The Effect of Gender of Emotion Perception in Remitted Major Depressive Disorder

2019 
Prior research has found an effect of gender on emotion perception in nonpsychiatric samples, with women found to be more accurate than men. Differences have also been found in the perception of emotions on male and female faces. Prior research regarding emotion perception in remitted depression (rMDD) has been inconsistent, with some finding those with rMDD have higher accuracy compared to healthy controls (HC) and others finding individuals with rMDD have lower accuracy. The current study examines the effect of diagnosis, participant gender, and facial stimuli gender on facial emotion perception in rMDD and HC groups. Generalized linear mixed effects models found an effect of facial emotional valence, with individuals perceiving happy faces more accurately than aggregated angry and fearful faces. Diagnosis and stimuli gender were also significantly related, such that individuals with rMDD were found to have more accurate perception than HCs of emotions on female faces.
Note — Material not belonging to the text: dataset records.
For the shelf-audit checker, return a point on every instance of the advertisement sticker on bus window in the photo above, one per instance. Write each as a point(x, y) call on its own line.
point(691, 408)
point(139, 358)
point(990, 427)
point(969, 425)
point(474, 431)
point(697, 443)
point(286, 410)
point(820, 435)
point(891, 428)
Additionally, participant gender and diagnosis interacted, with HC men demonstrating lower accuracy than rMDD men, rMDD women, and HC women. The relationship between participant gender and diagnosis was also found to be emotion-specific. For happy faces, HC men were less accurate than the other three gender-diagnosis subsamples; for negative faces, women with rMDD more accurately perceived angry and fear faces than the other subsamples. These findings suggest emotion perception during remitted depression may be heightened compared to HCs. It also suggests that depression affects emotion perception in both men and women and emphasizes the importance of considering gender when examining emotion perception.